Patches can be cut to match the area to cover. No more than four patches should be used on the patient at the same time. Before applying Qutenza, the area may be treated with a local anaesthetic to numb it; this helps to reduce discomfort. Alternatively, medicines for pain may be taken. Qutenza should remain in place for 30 minutes for the feet and 60 minutes for other parts of the body. Once the patch is removed, the area is cleaned using the cleansing gel provided. It may take up to three weeks for Qutenza to have an effect. The treatment may be repeated every three months depending on the patient’s symptoms.

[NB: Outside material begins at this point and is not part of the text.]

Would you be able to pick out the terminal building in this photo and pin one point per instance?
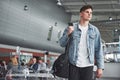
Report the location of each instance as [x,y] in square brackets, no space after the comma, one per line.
[32,28]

Qutenza can cause a burning sensation on the skin. Because of this, healthcare professionals should wear nitrile gloves while applying and removing the patch.
How does Qutenza work?
The active substance in Qutenza, capsaicin, is a substance normally found in chilli peppers. It stimulates the ‘transient receptor potential vanilloid 1’ (TRPV1) receptor which is found in the nerves in the skin that detect pain. The rapid release of high doses of capsaicin from Qutenza overstimulates the TRPV1 receptors so they become less sensitive to the stimuli that normally cause neuropathic pain.
How has Qutenza been studied?
Qutenza has been compared with control patches containing lower amounts of capsaicin (0.04%) in four main studies involving a total of 1,619 adults with moderate to severe neuropathic pain. All of the patients had neuropathic pain due to either post-herpetic neuralgia (pain that occurs in people who have had shingles, an infection caused by the varicella zoster virus) or HIV-associated neuropathy (damage to the nerves caused by HIV infection). A fifth study compared Qutenza with a placebo (dummy) patch in 369 patients with painful peripheral diabetic neuropathy, a form of neuropathic pain associated with diabetes; a supportive study looked at repeated treatment over one year. The main measure of effectiveness in all main studies was the reduction in the 24-hour pain score during an eight- or 12-week period after application of the patch.
What benefit has Qutenza shown during the studies?
Qutenza was more effective at reducing neuropathic pain than the control patches. In the two studies of patients with post-herpetic neuralgia, the reduction in pain scores after eight weeks was 30 and 32% in patients who were given Qutenza, compared with 20 and 24% in patients who received the control patches. In one of the studies of patients with HIV-associated neuropathy, patients who were given Qutenza experienced a 23% reduction in pain scores after 12 weeks compared with an 11% reduction in patients who were given the control. In the second study of patients with HIV-associated neuropathy, although Qutenza reduced pain by 30% it was not shown to be more effective than the control. In patients with painful peripheral diabetic neuropathy, the reduction in pain score from week 2 to after 8 weeks with Qutenza was about 27% compared with 21% for the placebo. Supportive data showed benefit when Qutenza was repeated over a 1-year period in combination with other treatments.
What is the risk associated with Qutenza?
The most common side effects with Qutenza (seen in more than 1 patient in 10) are pain and redness at the site of application. For the full list of all side effects and restrictions with Qutenza, see the package leaflet.
Why has Qutenza been approved?
The Committee for Medicinal Products for Human Use (CHMP) decided that Qutenza’s benefits are greater than its risks and recommended that Qutenza be given marketing authorisation.
What measures are being taken to ensure the safe and effective use of Qutenza?
A risk management plan has been developed to ensure that Qutenza is used as safely as possible. Based on this plan, safety information has been included in the summary of product characteristics and the package leaflet for Qutenza, including the appropriate precautions to be followed by healthcare professionals and patients.
In addition, the company that makes Qutenza will make sure that an educational programme is available for healthcare professionals who will prescribe Qutenza. The programme will include information on how to administer, handle and dispose of Qutenza and on warnings and precautions that should be considered during treatment.
Other information about Qutenza
The European Commission granted a marketing authorisation valid throughout the European Union for Qutenza on 15 May 2009.